Po drugiej stronie ktoś zostawił kilka cegieł, aby łatwiej można było pokonać przeszkodę




Siedmioosobowa grupa uznała, że to odpowiedni moment na posiłek. Postój miał miejsce w bocznej salce wydrążonej nie wiadomo kiedy, nie wiadomo przez kogo




Przy wejściu do groty wisi mała "instalacja artystyczna", przypominająca gdzie znajdują się zwiedzający




Kolacja przy winie i świecach








Po szybkim posiłku i opowiedzeniu kilku historyjek czas na dalszy marsz




Tym razem Pan X zaprowadził wycieczkę do starego schronu przeciwlotniczego, leżącego prosto pod urzędem pocztowym




To przestronne pomieszczenie często jest odwiedzane przez grafficiarzy




Pochodnie pozwalają podkreślić klimat pomieszczenia




Schody na górę prowadzą do pomieszczeń pocztowych, prawdopodobnie kończą się dawno zamkniętymi drzwiami, o których nikt nie pamięta








Kiedyś katafile zorganizowali tu całkiem duże przyjęcie




Dziś schron jest pusty i robi niesamowite wrażenie




















Kiedy grupa przystanęła aby odpocząć, okazało się, że nie są sami...

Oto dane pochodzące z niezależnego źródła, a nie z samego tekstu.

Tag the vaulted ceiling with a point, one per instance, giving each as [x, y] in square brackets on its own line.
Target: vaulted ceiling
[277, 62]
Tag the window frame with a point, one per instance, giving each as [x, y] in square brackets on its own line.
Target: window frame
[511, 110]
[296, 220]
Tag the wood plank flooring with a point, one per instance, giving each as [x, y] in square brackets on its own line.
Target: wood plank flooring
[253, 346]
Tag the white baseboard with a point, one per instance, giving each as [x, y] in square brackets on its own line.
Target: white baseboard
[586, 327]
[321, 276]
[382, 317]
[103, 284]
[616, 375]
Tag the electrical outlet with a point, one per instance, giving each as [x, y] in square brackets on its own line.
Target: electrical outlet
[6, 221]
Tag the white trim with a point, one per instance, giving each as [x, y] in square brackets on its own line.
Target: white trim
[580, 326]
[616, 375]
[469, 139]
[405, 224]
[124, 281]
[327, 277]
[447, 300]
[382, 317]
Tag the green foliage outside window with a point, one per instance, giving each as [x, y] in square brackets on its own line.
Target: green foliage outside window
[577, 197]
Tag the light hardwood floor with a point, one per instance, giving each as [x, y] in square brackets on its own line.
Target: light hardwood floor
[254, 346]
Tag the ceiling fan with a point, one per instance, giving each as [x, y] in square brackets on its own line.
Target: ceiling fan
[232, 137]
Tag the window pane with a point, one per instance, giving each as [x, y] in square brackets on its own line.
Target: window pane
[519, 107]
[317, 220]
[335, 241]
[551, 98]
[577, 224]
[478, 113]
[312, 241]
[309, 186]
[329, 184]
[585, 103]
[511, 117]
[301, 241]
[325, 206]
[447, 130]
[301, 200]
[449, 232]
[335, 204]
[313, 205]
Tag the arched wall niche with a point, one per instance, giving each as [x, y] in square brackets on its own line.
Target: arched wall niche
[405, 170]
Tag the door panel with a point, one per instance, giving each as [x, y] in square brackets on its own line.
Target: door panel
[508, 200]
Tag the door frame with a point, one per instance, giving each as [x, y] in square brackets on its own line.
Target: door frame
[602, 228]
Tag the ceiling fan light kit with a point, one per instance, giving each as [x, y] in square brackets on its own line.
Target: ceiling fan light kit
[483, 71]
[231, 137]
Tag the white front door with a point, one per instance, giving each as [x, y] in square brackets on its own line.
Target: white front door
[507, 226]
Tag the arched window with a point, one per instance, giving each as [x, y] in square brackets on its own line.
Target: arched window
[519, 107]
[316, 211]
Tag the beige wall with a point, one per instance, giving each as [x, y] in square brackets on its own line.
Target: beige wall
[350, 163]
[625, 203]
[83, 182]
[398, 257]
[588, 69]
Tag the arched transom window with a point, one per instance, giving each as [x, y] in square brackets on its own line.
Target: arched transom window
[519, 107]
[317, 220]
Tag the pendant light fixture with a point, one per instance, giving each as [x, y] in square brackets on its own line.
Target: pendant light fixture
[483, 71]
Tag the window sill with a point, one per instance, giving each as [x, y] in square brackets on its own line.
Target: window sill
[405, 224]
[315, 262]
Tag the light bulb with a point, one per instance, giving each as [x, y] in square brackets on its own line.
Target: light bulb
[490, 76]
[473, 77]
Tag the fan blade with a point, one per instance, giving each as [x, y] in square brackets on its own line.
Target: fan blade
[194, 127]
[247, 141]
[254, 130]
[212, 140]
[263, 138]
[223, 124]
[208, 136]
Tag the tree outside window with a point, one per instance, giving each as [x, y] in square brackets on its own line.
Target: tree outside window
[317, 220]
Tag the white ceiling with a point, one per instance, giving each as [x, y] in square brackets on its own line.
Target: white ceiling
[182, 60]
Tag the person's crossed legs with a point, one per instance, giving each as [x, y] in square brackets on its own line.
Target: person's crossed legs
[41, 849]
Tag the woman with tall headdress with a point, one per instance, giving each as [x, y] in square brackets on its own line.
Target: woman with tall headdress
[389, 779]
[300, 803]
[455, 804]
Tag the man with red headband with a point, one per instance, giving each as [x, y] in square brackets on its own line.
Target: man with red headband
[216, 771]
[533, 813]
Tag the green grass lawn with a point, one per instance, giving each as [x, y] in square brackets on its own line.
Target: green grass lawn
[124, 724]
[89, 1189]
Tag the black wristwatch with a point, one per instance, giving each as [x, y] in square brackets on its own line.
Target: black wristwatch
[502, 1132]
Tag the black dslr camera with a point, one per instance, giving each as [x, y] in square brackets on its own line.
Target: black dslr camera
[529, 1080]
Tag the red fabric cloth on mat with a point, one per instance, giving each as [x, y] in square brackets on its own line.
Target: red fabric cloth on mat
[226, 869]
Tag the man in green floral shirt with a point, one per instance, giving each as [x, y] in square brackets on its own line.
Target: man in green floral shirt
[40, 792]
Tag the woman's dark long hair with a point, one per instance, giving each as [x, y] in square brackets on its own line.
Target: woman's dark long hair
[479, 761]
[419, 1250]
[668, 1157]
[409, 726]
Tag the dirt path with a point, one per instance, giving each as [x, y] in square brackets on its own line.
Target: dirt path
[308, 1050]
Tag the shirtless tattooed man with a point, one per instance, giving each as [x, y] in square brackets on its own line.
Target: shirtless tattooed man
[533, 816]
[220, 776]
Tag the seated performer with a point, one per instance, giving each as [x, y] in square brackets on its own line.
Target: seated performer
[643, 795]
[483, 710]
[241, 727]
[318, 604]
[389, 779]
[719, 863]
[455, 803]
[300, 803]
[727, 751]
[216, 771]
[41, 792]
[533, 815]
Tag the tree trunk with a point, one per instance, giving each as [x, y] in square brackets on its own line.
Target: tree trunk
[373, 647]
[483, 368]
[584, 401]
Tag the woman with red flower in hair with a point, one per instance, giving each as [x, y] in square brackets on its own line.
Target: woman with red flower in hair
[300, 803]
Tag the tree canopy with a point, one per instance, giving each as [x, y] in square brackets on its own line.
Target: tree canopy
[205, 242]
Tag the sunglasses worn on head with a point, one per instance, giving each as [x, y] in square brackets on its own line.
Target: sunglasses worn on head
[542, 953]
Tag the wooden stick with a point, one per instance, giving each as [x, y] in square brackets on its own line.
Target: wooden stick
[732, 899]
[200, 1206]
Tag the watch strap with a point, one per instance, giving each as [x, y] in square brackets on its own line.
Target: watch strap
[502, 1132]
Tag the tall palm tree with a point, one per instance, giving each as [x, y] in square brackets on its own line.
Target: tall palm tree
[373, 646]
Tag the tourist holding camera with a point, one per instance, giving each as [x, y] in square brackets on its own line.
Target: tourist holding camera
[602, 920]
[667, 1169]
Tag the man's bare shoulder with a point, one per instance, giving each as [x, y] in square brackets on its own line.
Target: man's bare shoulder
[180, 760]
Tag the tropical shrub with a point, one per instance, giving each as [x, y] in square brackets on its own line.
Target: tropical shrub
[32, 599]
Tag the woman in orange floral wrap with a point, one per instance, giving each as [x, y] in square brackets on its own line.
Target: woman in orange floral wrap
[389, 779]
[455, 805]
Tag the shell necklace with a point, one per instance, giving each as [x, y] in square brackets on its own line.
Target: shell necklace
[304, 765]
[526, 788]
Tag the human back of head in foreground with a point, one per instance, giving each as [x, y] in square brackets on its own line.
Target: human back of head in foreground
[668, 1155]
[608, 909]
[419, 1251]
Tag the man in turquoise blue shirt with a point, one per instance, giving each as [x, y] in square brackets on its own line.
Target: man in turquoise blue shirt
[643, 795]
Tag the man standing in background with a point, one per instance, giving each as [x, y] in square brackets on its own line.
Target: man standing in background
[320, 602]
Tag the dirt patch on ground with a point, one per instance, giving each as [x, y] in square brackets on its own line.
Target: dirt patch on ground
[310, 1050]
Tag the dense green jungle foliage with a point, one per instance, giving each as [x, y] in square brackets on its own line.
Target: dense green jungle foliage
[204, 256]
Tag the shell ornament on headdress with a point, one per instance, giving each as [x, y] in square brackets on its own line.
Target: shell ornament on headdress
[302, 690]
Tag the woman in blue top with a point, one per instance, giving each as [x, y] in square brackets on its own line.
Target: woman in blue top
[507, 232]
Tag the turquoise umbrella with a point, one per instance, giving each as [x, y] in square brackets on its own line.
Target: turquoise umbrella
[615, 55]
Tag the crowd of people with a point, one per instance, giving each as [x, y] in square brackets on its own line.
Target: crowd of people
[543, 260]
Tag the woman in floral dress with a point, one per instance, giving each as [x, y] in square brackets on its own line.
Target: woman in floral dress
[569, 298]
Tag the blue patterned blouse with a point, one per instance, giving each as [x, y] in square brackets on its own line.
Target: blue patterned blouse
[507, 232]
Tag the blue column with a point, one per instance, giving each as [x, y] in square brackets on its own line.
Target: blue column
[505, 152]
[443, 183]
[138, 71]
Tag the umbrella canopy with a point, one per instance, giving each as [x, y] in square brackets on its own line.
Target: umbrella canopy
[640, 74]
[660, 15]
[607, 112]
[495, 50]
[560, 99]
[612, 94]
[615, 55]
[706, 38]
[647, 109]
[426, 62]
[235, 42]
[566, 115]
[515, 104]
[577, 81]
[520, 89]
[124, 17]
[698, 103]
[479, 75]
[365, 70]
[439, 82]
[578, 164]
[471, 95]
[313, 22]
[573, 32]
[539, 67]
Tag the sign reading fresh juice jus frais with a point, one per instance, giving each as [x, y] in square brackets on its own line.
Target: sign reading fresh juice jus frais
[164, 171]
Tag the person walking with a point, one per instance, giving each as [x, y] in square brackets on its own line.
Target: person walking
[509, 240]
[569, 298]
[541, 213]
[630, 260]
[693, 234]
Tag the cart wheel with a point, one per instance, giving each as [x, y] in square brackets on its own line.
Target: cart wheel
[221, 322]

...towarzyszą im mali mieszkańcy katakumb




Mimo że poruszają się i na pierwszy rzut oka wyglądają jak pająki, to bliżej im do jakichś świerszczy




Wydawało się, że to chwila, a wycieczka trwała ponad 4 godziny




Tak samo jak na początku było długie zejście, teraz trzeba się wspinać




Na powierzchni trzeba sprawnie wyjść ze studni, zamknąć właz i...




Szybko zniknąć udając, że nic się nie wydarzyło

Źródła: 1, 2, 3.
9

Oglądany: 96374x | Komentarzy: 38 | Okejek: 716 osób

Dobra, dobra. Chwila. Chcesz sobie skomentować lub ocenić komentujących?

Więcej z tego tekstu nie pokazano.